The rare, debilitating condition in children is characterized by inflammation in five or more joints, most commonly small joints such as the hands and feet, within the first six months of the disease.
The approval of ACTEMRA was backed by data from the Phase III CHERISH study which included a open label phase, followed by a randomized double-blind placebo-controlled withdrawal phase.
In the study, patients treated with ACTEMRA showed clinically meaningful improvement in signs and symptoms of the disease. A total of 91 percent of patients taking ACTEMRA with methotrexat and 83 percent of patients taking ACTEMRA alone achieved an ACR 30 response at week 16 compared to baseline.

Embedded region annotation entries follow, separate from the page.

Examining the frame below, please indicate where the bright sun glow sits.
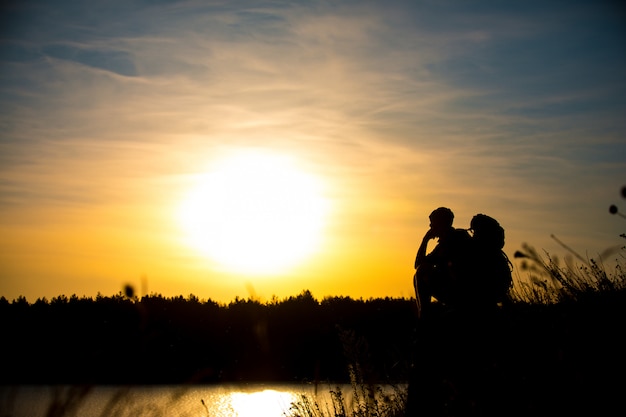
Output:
[179,152,327,275]
[230,390,296,417]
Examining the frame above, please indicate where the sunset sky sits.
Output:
[0,0,626,302]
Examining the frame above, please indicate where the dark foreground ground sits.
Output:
[0,291,626,416]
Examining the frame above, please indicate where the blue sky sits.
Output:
[0,1,626,297]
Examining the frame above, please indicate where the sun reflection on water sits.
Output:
[230,389,297,417]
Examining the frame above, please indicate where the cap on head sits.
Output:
[428,207,454,227]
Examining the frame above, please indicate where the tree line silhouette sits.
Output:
[0,285,626,415]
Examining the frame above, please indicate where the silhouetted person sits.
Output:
[413,207,471,315]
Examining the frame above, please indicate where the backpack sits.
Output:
[470,213,513,302]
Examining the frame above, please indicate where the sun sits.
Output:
[178,151,328,275]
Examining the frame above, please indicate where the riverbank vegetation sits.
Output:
[0,201,626,417]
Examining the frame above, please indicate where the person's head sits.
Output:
[428,207,454,236]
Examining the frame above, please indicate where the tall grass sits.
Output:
[511,234,626,304]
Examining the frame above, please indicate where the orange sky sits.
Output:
[0,1,626,302]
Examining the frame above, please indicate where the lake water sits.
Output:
[0,384,404,417]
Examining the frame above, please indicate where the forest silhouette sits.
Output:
[0,187,626,417]
[0,277,626,416]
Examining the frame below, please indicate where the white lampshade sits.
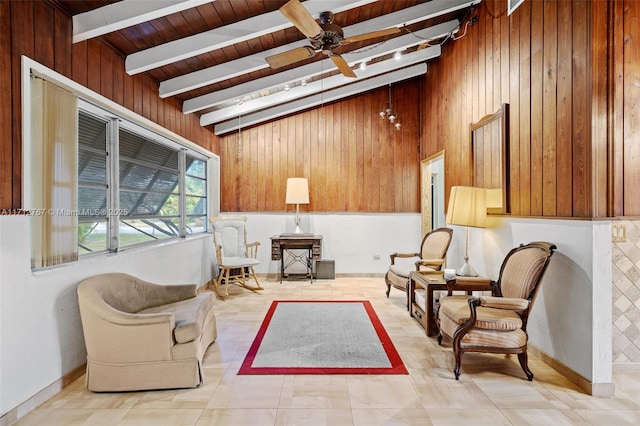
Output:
[285,178,309,204]
[446,186,487,228]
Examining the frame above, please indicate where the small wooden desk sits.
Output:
[271,234,322,282]
[407,271,497,336]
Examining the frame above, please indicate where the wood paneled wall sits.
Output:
[220,79,421,213]
[422,0,640,218]
[0,0,217,209]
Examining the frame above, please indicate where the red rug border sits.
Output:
[238,300,409,375]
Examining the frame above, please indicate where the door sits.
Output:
[420,151,445,235]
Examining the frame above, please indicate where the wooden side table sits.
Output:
[407,271,447,336]
[271,234,322,282]
[407,271,498,336]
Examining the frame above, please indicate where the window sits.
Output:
[22,56,220,269]
[78,101,207,255]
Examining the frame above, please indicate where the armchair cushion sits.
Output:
[389,265,436,282]
[222,257,260,268]
[138,293,214,343]
[77,273,217,392]
[384,228,453,302]
[440,297,522,331]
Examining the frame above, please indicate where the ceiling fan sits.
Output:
[265,0,400,78]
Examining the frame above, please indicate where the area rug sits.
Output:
[238,300,408,374]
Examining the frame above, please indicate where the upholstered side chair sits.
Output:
[209,216,263,299]
[437,242,556,381]
[384,228,453,302]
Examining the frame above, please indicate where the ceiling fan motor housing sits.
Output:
[311,12,344,55]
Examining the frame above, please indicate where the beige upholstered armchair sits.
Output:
[384,228,453,297]
[437,242,556,381]
[77,273,217,392]
[209,216,262,298]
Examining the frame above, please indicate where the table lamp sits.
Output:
[285,178,309,234]
[446,186,487,277]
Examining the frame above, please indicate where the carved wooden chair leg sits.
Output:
[249,266,264,290]
[453,346,462,380]
[518,350,533,381]
[211,270,224,300]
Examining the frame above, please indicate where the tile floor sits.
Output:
[15,277,640,426]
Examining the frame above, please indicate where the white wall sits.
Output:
[230,212,421,276]
[447,218,612,387]
[0,213,611,414]
[0,216,214,415]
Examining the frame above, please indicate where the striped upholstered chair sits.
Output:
[384,228,453,309]
[437,242,556,381]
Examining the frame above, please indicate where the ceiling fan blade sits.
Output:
[264,46,316,68]
[342,27,400,43]
[331,54,358,78]
[280,0,323,38]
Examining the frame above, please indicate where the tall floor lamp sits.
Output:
[446,186,487,277]
[285,178,309,234]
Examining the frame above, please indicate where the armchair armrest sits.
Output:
[390,252,420,265]
[81,304,175,363]
[416,259,444,268]
[447,277,499,296]
[478,296,529,311]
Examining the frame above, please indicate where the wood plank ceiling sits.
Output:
[50,0,480,134]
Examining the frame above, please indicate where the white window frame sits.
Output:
[21,56,220,266]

Meanwhile, in the randomized double-blind placebo-controlled withdrawal phase of the trial, ACTEMRA-treated patients experienced significantly fewer disease flares compared to placebo-treated patients.
Infections were the most common adverse events observed over a period of 40 weeks. Laboratory abnormalities known to occur with ACTEMRA were also observed in this study, including decreases in white blood cell counts and platelet counts.
The medicine can can be given to children, two years of age and older, alone or in combination with methotrexat.
The FDA approval marks the second ACTEMRA indication in children and is the first FDA approval for the treatment of juvenile idiopathic arthritis in approximately five years.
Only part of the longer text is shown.